Learning and teaching methods include the following.
- Pre-recorded lectures;
- Summary lectures;
- Tutorials;
- Self-guided exercises or tests with worked solutions;
- Computing laboratory sessions;
- Revision sessions.
Indicated Lecture Hours (which may also include seminars, tutorials, workshops and other contact time) are approximate and may include in-class tests where one or more of these are an assessment on the module. In-class tests are scheduled/organised separately to taught content and will be published on to student personal timetables, where they apply to taken modules, as soon as they are finalised by central administration.

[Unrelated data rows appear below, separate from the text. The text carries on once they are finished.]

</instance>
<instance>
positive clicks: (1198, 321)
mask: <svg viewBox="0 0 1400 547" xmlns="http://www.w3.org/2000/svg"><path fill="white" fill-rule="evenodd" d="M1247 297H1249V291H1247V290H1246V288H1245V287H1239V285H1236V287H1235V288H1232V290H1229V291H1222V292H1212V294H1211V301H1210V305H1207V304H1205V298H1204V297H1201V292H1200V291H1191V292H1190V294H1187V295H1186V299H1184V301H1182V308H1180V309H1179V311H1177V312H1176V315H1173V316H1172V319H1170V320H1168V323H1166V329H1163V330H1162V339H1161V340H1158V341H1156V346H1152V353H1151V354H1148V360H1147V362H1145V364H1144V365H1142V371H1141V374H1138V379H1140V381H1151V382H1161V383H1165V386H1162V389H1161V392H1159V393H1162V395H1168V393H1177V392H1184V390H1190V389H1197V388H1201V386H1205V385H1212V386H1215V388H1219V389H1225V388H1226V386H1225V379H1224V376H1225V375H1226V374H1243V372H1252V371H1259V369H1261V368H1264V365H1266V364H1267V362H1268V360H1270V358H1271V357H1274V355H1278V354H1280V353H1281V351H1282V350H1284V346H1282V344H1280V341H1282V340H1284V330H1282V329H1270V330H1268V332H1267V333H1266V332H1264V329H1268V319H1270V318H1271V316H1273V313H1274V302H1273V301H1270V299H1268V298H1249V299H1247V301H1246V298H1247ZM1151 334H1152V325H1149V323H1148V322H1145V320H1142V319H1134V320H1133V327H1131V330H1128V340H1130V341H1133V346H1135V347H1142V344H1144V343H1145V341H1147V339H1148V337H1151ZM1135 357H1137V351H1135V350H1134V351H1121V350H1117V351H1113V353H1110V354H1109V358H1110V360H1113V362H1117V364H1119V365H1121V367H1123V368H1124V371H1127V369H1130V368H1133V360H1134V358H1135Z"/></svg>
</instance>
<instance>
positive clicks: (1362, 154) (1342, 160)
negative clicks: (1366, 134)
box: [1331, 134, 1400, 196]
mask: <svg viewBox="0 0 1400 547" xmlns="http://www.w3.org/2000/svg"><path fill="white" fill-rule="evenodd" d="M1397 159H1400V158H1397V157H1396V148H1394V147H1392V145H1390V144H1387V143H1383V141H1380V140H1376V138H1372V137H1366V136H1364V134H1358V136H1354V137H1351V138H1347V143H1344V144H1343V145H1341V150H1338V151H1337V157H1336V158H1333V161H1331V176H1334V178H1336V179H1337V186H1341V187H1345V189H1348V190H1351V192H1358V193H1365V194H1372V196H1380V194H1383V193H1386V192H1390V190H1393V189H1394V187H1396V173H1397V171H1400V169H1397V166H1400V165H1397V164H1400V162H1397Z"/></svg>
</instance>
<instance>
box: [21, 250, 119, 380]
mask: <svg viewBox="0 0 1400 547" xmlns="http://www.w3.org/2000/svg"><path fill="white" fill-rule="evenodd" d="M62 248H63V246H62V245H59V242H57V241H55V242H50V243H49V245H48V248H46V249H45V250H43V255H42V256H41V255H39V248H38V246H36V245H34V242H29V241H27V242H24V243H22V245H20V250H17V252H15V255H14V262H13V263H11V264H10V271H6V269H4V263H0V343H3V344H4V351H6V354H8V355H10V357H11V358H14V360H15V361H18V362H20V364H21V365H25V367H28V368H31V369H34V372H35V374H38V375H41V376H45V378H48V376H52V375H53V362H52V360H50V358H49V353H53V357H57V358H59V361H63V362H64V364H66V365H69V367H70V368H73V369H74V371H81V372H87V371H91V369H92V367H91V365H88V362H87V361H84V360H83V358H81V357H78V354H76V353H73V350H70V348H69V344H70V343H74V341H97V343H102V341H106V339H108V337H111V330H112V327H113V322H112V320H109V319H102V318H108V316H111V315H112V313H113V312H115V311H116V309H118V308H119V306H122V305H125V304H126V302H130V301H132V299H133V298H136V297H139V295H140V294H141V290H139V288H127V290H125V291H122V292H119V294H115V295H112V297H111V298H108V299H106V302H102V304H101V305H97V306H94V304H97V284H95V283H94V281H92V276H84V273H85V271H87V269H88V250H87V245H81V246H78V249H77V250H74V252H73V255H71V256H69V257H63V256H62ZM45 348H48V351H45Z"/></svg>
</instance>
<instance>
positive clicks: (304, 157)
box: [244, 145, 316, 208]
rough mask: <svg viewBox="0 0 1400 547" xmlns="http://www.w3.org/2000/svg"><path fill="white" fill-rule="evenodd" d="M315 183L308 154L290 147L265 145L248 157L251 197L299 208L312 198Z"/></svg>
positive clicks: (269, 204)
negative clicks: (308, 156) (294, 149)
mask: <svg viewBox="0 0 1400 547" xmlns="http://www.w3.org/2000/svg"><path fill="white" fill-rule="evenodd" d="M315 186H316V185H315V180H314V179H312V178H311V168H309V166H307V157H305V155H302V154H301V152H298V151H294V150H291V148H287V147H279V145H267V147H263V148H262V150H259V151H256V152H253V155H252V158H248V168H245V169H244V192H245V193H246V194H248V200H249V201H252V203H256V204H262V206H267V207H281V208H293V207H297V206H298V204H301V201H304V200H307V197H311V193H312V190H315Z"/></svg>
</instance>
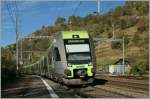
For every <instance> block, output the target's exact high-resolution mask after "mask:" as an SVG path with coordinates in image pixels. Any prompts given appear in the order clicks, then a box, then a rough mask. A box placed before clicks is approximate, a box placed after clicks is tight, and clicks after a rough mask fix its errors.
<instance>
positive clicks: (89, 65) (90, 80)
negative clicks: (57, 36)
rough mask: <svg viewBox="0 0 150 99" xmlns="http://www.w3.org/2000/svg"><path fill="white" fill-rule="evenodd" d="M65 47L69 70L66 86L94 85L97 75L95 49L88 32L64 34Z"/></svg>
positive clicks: (64, 81) (66, 81) (76, 32)
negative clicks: (89, 84) (95, 76)
mask: <svg viewBox="0 0 150 99" xmlns="http://www.w3.org/2000/svg"><path fill="white" fill-rule="evenodd" d="M63 36H64V38H65V39H64V47H65V52H66V60H67V68H66V69H65V74H66V75H67V79H64V82H65V83H66V84H70V85H81V84H89V83H93V81H94V75H95V66H94V64H95V63H94V58H93V56H94V52H93V51H94V47H93V42H92V40H91V39H90V37H89V35H88V33H87V32H71V33H68V34H67V33H66V34H65V33H64V35H63Z"/></svg>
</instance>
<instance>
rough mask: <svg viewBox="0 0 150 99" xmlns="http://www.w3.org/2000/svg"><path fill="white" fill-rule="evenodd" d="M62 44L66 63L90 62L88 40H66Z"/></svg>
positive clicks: (90, 53) (83, 39)
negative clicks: (62, 45)
mask: <svg viewBox="0 0 150 99" xmlns="http://www.w3.org/2000/svg"><path fill="white" fill-rule="evenodd" d="M64 44H65V49H66V57H67V61H68V63H77V64H78V63H79V64H81V63H89V62H91V52H90V46H89V39H68V40H64Z"/></svg>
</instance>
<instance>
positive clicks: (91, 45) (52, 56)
mask: <svg viewBox="0 0 150 99" xmlns="http://www.w3.org/2000/svg"><path fill="white" fill-rule="evenodd" d="M94 49H95V48H94V42H93V39H92V37H91V36H90V35H89V33H88V32H87V31H60V32H57V33H56V34H55V37H54V40H53V42H52V43H51V46H50V47H49V48H48V50H47V52H46V54H45V55H44V56H42V57H41V58H40V60H39V61H37V62H35V63H33V64H30V65H26V66H23V71H24V73H26V74H27V73H28V74H35V75H40V76H45V77H47V78H50V79H52V80H54V81H58V82H59V83H63V84H66V85H85V84H91V83H93V82H94V77H95V74H96V58H95V50H94Z"/></svg>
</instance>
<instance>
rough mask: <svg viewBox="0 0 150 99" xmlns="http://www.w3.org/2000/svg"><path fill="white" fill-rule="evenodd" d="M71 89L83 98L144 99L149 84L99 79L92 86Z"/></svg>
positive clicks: (138, 82) (148, 88)
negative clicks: (104, 97) (73, 90)
mask: <svg viewBox="0 0 150 99" xmlns="http://www.w3.org/2000/svg"><path fill="white" fill-rule="evenodd" d="M98 83H101V84H98ZM72 89H73V90H74V93H76V94H77V95H78V96H80V97H83V98H88V97H91V98H103V97H113V98H133V97H138V98H145V97H148V96H149V84H147V83H141V82H128V81H126V80H123V81H119V80H112V79H111V80H108V79H107V80H105V79H101V81H98V82H96V83H95V85H93V86H88V87H85V88H72Z"/></svg>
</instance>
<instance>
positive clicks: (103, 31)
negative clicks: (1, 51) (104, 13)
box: [2, 1, 149, 72]
mask: <svg viewBox="0 0 150 99" xmlns="http://www.w3.org/2000/svg"><path fill="white" fill-rule="evenodd" d="M148 4H149V3H148V1H126V4H125V6H123V7H117V8H116V9H114V10H111V11H109V12H108V13H106V14H104V15H99V14H90V15H87V16H85V17H80V16H70V17H69V19H68V21H66V19H64V18H62V17H58V18H57V20H56V22H55V26H47V27H45V26H43V27H42V28H41V29H39V30H37V31H35V32H33V33H32V36H54V35H55V33H56V32H57V31H60V30H87V31H88V32H89V33H90V35H91V36H92V37H100V38H103V37H105V38H111V37H112V31H113V27H112V25H114V32H115V38H123V37H124V38H125V58H127V59H131V60H133V61H134V65H138V66H139V67H140V68H141V70H142V71H144V72H146V71H148V69H149V66H148V39H149V38H148V28H149V13H148V12H149V10H148V9H149V5H148ZM51 41H52V39H51V38H50V39H43V40H38V39H35V40H30V39H28V40H27V39H26V40H24V41H23V50H33V51H34V52H33V53H30V54H28V53H24V54H23V58H24V59H26V60H27V61H24V63H25V64H29V63H33V62H35V61H36V60H38V59H39V57H40V56H42V55H43V53H44V52H45V51H46V50H47V48H48V47H49V46H50V42H51ZM116 45H117V46H116ZM116 45H115V44H112V43H102V44H99V45H98V46H97V47H96V55H97V57H96V58H97V71H98V72H100V71H101V70H102V69H103V70H104V69H105V68H107V67H108V65H109V64H113V63H114V62H115V61H117V60H118V59H119V58H121V57H122V54H121V50H120V49H121V48H120V46H121V44H116ZM112 46H114V47H112ZM6 49H7V50H9V51H10V53H12V54H11V55H12V57H13V59H14V56H13V55H14V49H15V45H9V46H8V47H6V48H5V50H2V51H4V53H5V51H6ZM42 51H43V52H42ZM6 56H7V55H4V54H3V53H2V66H3V67H4V68H6V64H5V63H3V61H4V60H5V61H6V60H7V59H6ZM29 57H32V59H30V58H29ZM7 68H8V67H7Z"/></svg>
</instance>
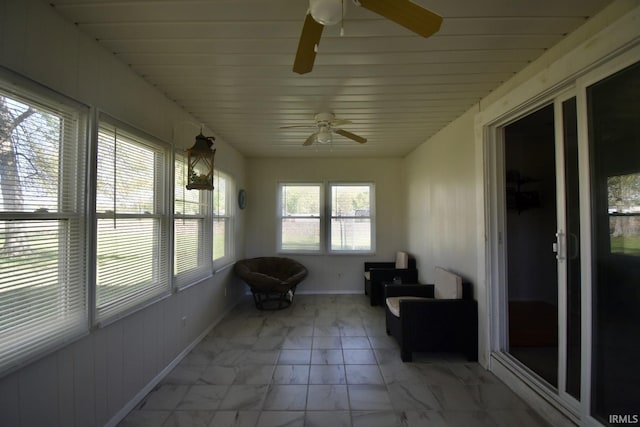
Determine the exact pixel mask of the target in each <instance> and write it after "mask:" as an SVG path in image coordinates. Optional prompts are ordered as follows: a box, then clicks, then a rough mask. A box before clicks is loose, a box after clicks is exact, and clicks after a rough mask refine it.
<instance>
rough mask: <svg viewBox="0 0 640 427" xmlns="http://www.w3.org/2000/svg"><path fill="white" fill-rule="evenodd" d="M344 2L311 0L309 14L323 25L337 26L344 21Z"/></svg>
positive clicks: (331, 0) (338, 0) (321, 0)
mask: <svg viewBox="0 0 640 427" xmlns="http://www.w3.org/2000/svg"><path fill="white" fill-rule="evenodd" d="M342 5H343V0H309V12H310V13H311V16H312V17H313V19H315V20H316V22H318V23H320V24H322V25H335V24H337V23H338V22H340V21H342V15H343V13H342V12H343V11H342Z"/></svg>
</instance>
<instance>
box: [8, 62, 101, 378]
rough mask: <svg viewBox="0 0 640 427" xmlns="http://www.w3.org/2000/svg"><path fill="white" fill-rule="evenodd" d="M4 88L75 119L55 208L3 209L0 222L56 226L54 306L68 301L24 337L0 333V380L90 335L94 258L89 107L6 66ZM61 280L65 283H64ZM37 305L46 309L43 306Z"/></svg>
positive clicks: (61, 165) (60, 133) (59, 141)
mask: <svg viewBox="0 0 640 427" xmlns="http://www.w3.org/2000/svg"><path fill="white" fill-rule="evenodd" d="M0 89H2V93H3V94H4V95H3V96H6V97H8V98H9V99H11V100H13V101H16V102H19V103H22V104H25V105H28V106H35V107H36V108H39V109H41V110H42V111H43V112H48V113H51V114H54V115H56V116H57V117H59V118H60V119H61V122H63V123H64V120H65V119H66V120H70V121H71V126H70V127H67V125H63V126H62V127H61V131H60V135H59V138H60V139H59V140H58V141H59V145H58V147H59V148H58V150H59V151H58V154H57V156H58V157H57V159H58V160H59V163H58V166H57V171H58V176H59V179H58V181H57V188H56V191H57V195H56V200H57V207H56V209H55V210H54V211H49V210H48V209H36V210H35V211H27V210H24V211H18V210H11V211H9V210H7V211H3V210H0V220H2V221H10V222H13V221H25V222H32V221H33V223H35V222H51V223H53V224H54V225H55V224H56V223H57V224H58V230H59V231H58V234H59V236H60V237H59V239H58V240H57V248H58V249H57V251H56V254H57V261H56V264H57V265H58V269H57V270H58V273H57V274H58V275H57V276H56V279H57V280H56V282H55V285H56V288H57V289H58V290H57V292H55V299H56V302H58V301H59V299H60V298H64V301H65V303H64V304H56V306H57V307H59V310H56V311H54V312H49V311H46V310H45V309H44V308H43V310H44V311H43V312H42V313H40V316H39V317H38V318H37V319H38V320H33V317H31V321H29V322H26V323H21V324H20V325H18V327H17V329H19V330H20V331H21V332H19V333H20V334H22V335H21V336H19V337H15V336H14V337H13V338H11V337H9V340H7V339H5V338H3V337H2V334H0V343H1V344H2V345H0V377H2V376H4V375H6V374H8V373H10V372H13V371H14V370H16V369H19V368H20V367H22V366H24V365H26V364H27V363H30V362H31V361H33V360H35V359H38V358H40V357H43V356H45V355H47V354H50V353H52V352H53V351H56V350H57V349H58V348H61V347H63V346H65V345H68V344H69V343H70V342H72V341H75V340H76V339H79V338H81V337H83V336H85V335H87V334H88V333H89V325H90V321H89V319H90V310H89V303H88V301H89V292H88V288H89V285H88V283H89V273H88V266H89V263H90V257H89V255H88V253H87V250H86V248H87V245H88V242H89V238H90V237H89V230H88V221H87V217H88V213H89V210H88V207H87V206H88V204H89V203H88V201H89V198H88V196H87V193H88V191H87V188H88V187H89V185H88V174H87V165H88V149H87V144H86V142H87V140H88V138H89V127H90V117H91V115H90V107H89V106H87V105H85V104H82V103H80V102H78V101H75V100H74V99H71V98H69V97H66V96H64V95H61V94H60V93H57V92H55V91H53V90H51V89H49V88H46V87H44V86H42V85H39V84H37V83H35V82H32V81H30V80H27V79H25V78H23V77H21V76H18V75H17V74H15V73H13V72H11V71H9V70H6V69H4V68H2V67H0ZM32 233H33V234H37V233H39V231H38V230H34V231H32ZM38 235H40V234H38ZM32 262H33V261H32ZM5 271H6V270H5ZM30 271H32V270H30ZM61 276H62V277H63V279H64V280H61V279H60V277H61ZM34 278H35V277H34ZM11 279H14V276H11ZM61 285H62V286H61ZM41 286H47V284H46V283H42V285H41ZM42 289H43V288H41V290H42ZM20 301H21V300H17V299H16V300H11V299H7V300H6V301H4V302H5V303H7V304H9V308H10V309H12V310H15V309H16V306H15V305H14V304H16V303H20ZM39 301H40V300H38V302H39ZM20 304H22V303H20ZM37 306H38V307H40V308H42V306H41V305H40V304H37ZM18 308H19V307H18ZM60 308H61V309H64V310H63V311H62V310H60ZM43 326H44V327H43ZM15 327H16V326H15V325H13V326H10V328H15ZM8 330H10V329H5V328H3V331H4V332H7V331H8ZM15 333H16V332H15V331H14V332H12V333H11V334H10V335H12V336H13V334H15ZM25 337H26V338H25ZM16 338H17V339H16Z"/></svg>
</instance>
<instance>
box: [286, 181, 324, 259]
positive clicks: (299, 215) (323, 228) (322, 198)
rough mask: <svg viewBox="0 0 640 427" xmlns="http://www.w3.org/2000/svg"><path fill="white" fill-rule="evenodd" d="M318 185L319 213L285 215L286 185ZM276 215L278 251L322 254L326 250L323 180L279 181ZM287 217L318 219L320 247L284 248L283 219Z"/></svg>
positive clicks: (317, 186) (297, 253) (296, 252)
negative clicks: (283, 243) (309, 247)
mask: <svg viewBox="0 0 640 427" xmlns="http://www.w3.org/2000/svg"><path fill="white" fill-rule="evenodd" d="M289 186H290V187H318V189H319V191H318V206H319V208H318V212H319V213H318V215H317V216H314V215H285V214H284V208H283V205H284V200H283V189H284V188H285V187H289ZM276 209H277V212H276V217H277V227H276V228H277V230H276V235H277V238H276V251H277V253H281V254H322V253H323V252H324V240H325V239H324V237H323V234H324V232H323V230H324V221H325V219H324V218H325V215H324V184H323V183H322V182H308V181H306V182H298V181H291V182H284V181H283V182H279V183H278V191H277V203H276ZM285 218H294V219H295V218H300V219H306V218H313V219H316V218H317V219H318V249H308V250H303V249H284V248H283V247H282V233H283V221H284V220H285Z"/></svg>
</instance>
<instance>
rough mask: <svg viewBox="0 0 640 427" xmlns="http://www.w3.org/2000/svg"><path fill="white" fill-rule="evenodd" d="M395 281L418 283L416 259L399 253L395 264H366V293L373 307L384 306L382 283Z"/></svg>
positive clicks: (392, 262) (411, 282) (365, 283)
mask: <svg viewBox="0 0 640 427" xmlns="http://www.w3.org/2000/svg"><path fill="white" fill-rule="evenodd" d="M394 279H399V280H400V281H401V282H402V283H417V282H418V270H417V269H416V259H415V258H413V257H410V256H409V255H408V254H407V253H406V252H398V253H397V254H396V261H395V262H393V261H391V262H365V263H364V293H365V295H368V296H369V301H370V303H371V305H382V304H383V302H384V301H383V294H384V289H382V283H383V282H392V281H393V280H394Z"/></svg>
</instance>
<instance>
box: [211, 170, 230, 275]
mask: <svg viewBox="0 0 640 427" xmlns="http://www.w3.org/2000/svg"><path fill="white" fill-rule="evenodd" d="M213 185H214V187H215V189H214V190H213V262H214V268H220V267H221V266H223V265H226V264H229V263H230V262H232V261H233V260H234V253H233V249H234V248H233V239H232V233H233V213H234V199H233V198H232V195H233V194H234V188H233V187H234V185H233V181H232V179H231V177H230V176H229V175H227V174H225V173H224V172H220V171H217V170H216V171H214V178H213Z"/></svg>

This will usually be after the initial publication of the teaching timetable for the relevant semester.
Reading list
https://readinglists.surrey.ac.uk
Upon accessing the reading list, please search for the module using the module code: EEE2048
Programmes this module appears in
Programme | Semester | Classification | Qualifying conditions |
---|---|---|---|
Electronic Engineering with Computer Systems BEng (Hons) | 1 | Compulsory | A weighted aggregate mark of 40% is required to pass the module |
Electronic Engineering BEng (Hons) | 1 | Compulsory | A weighted aggregate mark of 40% is required to pass the module |
Electrical and Electronic Engineering BEng (Hons) | 1 | Compulsory | A weighted aggregate mark of 40% is required to pass the module |
Electronic Engineering with Nanotechnology BEng (Hons) | 1 | Compulsory | A weighted aggregate mark of 40% is required to pass the module |
Electronic Engineering with Nanotechnology MEng | 1 | Compulsory | A weighted aggregate mark of 40% is required to pass the module |
Electronic Engineering with Space Systems BEng (Hons) | 1 | Compulsory | A weighted aggregate mark of 40% is required to pass the module |
Electronic Engineering with Space Systems MEng | 1 | Compulsory | A weighted aggregate mark of 40% is required to pass the module |
Computer and Internet Engineering BEng (Hons) | 1 | Compulsory | A weighted aggregate mark of 40% is required to pass the module |
Electrical and Electronic Engineering MEng | 1 | Compulsory | A weighted aggregate mark of 40% is required to pass the module |
Electronic Engineering with Computer Systems MEng | 1 | Compulsory | A weighted aggregate mark of 40% is required to pass the module |
Electronic Engineering MEng | 1 | Compulsory | A weighted aggregate mark of 40% is required to pass the module |
Computer and Internet Engineering MEng | 1 | Compulsory | A weighted aggregate mark of 40% is required to pass the module |
Please note that the information detailed within this record is accurate at the time of publishing and may be subject to change. This record contains information for the most up to date version of the programme / module for the 2022/3 academic year.